I blinked. “What makes you say that?”
She touched a red mark on my throat that I’d seen in the mirror this morning and tried to cover with my loosened hair—a mark Finn’s mouth had left last night. “I know the difference between a mosquito bite and a love bite, Yank.”
“Done with your blethering, ladies?” Finn came around the driver’s side. “It’s a braw morning for a drive.”
“Yes,” I mumbled, ears burning. Eve grinned as she climbed into the backseat. Finn missed the grin, but he saw my red flush and paused after he slid behind the wheel.
“All right, lass?” he asked quietly.
There wasn’t really a word for what I was after the past day and night together. Grieving and hopeful, profoundly shocked and profoundly angry—angrier every time I looked at the photograph of the old man we had all agreed to track down. And if I looked at Finn my skin tingled with an all-over flash of what had passed between us not twelve hours ago. “I’m all right,” I said finally. He nodded, and I couldn’t tell how things stood between us, if he was sorry or not for what had happened. So I left him to put the car in gear, and turned to Eve in the backseat.
“One thing you haven’t told us: how do we find René Bordelon? He’s not going by that name anymore, or René du Malassis either. And we don’t know where he went when he fled Limoges. So how do we pick up his trail from here?”
Eve took a last drag off her cigarette and flicked the end into the street. “I have an idea about th-th—about that. He told me more than once that he intended to retire in Grasse, that he even had some dilapidated property there, an old villa he might restore someday. He’s seventy-three now; he won’t be starting another restaurant. Sounds like retired to me. I’ll wager he went to rebuild that villa, read his books, play his music, and enjoy the southern sunshine. I say we go to G-G-Grasse.”
“And do what?” I raised my eyebrows. “Drive around looking out the window?”
“Give me some credit, Yank. René never told me where his property in Grasse was, but I’ve got some good ideas of how to find it.”

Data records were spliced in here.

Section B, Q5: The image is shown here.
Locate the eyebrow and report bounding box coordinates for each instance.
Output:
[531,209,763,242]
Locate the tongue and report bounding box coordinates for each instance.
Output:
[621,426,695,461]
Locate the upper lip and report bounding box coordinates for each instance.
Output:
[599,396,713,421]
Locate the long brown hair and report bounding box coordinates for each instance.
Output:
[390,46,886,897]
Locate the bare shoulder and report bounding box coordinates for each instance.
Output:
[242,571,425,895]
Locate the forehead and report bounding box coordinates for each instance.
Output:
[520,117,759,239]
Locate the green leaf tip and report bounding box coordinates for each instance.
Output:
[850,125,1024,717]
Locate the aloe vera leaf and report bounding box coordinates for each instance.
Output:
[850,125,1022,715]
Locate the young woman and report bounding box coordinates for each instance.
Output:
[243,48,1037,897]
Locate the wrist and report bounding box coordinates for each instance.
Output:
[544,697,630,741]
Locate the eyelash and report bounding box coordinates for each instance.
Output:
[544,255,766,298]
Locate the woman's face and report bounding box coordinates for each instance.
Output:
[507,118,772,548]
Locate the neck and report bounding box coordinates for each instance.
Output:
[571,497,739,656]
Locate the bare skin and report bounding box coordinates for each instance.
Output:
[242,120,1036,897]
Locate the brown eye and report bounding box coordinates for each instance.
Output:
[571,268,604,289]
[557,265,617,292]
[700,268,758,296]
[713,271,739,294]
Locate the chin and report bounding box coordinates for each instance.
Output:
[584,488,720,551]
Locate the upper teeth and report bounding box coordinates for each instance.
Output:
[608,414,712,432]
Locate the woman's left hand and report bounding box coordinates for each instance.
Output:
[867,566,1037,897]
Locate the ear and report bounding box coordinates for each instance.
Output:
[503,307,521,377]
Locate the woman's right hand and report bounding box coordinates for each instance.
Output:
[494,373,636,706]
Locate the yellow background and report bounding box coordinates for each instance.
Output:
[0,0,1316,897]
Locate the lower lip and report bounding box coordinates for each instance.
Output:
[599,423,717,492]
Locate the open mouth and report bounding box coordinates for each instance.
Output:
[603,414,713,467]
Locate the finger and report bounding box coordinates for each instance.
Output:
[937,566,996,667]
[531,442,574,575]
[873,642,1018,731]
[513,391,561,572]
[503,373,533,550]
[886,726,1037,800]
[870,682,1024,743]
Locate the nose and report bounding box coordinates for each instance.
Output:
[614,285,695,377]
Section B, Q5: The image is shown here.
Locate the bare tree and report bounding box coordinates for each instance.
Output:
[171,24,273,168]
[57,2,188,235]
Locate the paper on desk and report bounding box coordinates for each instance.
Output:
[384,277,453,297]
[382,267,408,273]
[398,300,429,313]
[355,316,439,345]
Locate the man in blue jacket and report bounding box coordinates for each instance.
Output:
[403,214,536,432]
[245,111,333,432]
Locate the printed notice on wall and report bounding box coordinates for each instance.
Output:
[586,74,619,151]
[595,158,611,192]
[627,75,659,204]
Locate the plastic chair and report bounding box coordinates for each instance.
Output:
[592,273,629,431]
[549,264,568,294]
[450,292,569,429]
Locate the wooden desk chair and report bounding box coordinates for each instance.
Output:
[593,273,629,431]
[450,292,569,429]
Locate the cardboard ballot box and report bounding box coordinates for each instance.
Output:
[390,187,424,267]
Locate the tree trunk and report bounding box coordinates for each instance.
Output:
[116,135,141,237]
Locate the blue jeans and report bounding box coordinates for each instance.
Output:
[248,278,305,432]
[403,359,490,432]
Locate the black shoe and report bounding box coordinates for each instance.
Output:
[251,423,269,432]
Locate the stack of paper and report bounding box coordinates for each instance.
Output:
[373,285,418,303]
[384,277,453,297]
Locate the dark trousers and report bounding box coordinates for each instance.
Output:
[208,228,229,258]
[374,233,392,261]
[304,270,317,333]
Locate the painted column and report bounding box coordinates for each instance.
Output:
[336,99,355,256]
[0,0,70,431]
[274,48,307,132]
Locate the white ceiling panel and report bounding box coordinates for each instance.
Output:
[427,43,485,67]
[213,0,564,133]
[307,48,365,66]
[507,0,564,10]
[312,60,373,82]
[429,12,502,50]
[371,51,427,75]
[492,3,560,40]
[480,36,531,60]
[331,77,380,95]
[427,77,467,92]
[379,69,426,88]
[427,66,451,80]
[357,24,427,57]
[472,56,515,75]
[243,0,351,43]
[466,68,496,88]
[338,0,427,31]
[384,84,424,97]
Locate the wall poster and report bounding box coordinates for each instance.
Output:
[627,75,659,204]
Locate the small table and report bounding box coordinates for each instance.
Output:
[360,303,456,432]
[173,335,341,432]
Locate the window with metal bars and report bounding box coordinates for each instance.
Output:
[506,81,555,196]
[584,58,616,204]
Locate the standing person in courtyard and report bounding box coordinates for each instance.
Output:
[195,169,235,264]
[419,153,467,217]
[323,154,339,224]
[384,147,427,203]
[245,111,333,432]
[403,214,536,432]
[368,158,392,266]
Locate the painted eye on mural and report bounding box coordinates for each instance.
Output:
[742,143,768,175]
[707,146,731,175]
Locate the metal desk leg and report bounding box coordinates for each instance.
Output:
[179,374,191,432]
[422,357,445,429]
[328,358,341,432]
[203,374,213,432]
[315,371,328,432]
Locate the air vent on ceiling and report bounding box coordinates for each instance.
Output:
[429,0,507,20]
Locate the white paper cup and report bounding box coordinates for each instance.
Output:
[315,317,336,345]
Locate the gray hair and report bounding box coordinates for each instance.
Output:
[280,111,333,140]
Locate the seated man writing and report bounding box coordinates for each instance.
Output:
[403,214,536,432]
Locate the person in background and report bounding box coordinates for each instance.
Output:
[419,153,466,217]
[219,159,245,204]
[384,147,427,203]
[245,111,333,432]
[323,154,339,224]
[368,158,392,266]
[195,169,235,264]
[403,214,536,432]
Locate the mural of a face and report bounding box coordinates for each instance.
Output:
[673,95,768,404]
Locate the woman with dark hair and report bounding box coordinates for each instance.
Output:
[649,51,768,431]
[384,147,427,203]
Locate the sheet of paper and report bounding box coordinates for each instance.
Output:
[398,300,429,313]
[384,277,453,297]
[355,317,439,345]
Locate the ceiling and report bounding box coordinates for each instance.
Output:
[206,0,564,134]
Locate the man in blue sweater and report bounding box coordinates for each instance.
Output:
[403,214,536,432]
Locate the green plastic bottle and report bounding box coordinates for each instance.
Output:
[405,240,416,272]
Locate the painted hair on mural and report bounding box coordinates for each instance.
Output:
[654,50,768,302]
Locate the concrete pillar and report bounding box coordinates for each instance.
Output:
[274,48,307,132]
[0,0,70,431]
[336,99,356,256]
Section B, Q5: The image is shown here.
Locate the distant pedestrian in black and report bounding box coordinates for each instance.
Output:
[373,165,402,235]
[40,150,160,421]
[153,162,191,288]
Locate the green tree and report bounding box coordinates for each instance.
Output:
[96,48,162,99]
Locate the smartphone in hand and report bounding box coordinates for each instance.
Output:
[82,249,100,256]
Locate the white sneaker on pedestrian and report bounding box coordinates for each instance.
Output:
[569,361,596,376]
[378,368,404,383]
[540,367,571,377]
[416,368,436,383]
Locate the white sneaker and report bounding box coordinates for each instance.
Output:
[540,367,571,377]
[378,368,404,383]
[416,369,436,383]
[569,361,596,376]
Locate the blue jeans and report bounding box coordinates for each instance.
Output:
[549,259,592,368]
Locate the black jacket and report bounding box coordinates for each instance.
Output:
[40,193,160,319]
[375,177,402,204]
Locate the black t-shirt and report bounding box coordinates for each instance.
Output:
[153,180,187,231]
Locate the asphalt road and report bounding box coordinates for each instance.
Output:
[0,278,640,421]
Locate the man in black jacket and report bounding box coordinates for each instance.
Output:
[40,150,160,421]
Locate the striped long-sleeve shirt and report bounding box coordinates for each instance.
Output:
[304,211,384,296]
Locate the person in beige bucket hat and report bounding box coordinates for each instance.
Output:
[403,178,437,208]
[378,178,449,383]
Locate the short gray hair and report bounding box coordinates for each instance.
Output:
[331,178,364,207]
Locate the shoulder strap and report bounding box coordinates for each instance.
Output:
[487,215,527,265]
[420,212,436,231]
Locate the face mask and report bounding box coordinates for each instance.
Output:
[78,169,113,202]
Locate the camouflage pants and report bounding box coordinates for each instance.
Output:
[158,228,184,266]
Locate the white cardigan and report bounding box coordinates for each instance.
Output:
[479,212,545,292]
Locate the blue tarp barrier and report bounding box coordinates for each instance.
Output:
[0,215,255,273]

“But what if he isn’t there at all?” Finn sounded doubtful. “All we have is a few chance remarks made more than thirty years ago.”
“Has anyone h-h-here got a better idea of where to start?”
Admittedly, I didn’t. I shrugged. Finn reached for the set of maps crumpled at my feet. “At an easy pace, we make
Grasse in two days. Stop in Grenoble tonight . . .”
“Grenoble it is.” Eve tilted her head back, closing her eyes to the sky. “Step on it, Scotsman.”
The Lagonda hummed along southeast, the three of us each lost in our own thoughts. I found myself looking at the photograph of René again. I wondered what that SS officer had looked like, the one who gave the orders to massacre the village. I wondered what the German soldiers had looked like, the ones who could look at a girl fleeing a burning church with a baby in her arms, and be willing to pull a trigger. Anger flushed through me, slow and burning, and I thought of what Eve had said about those men, that I’d likely never find out which soldiers killed Rose.
Maybe I could, someday. Names had to exist, records. Maybe the German soldiers who survived could be brought to trial, not just for Rose but for Madame Rouffanche and her murdered village. Oradour-sur-Glane deserved justice for its dead as much as any of the atrocities investigated at Nuremburg.
But that was a problem for another day. Here, now, aimed for Grasse, the Nazis who had a hand in Rose’s death were out of my reach. But René Bordelon might not be.
As the car rolled through ever-rising hills and the gorgeous expanse of lakes and pastures, I pondered a new equation: Rose plus Lili, divided by Eve plus me, equaling René Bordelon. Four women with one man among us all. I stared at his face in the grainy photograph, looking for remorse, guilt, cruelty. But you couldn’t see those things in a picture. He was just an old man out to dinner.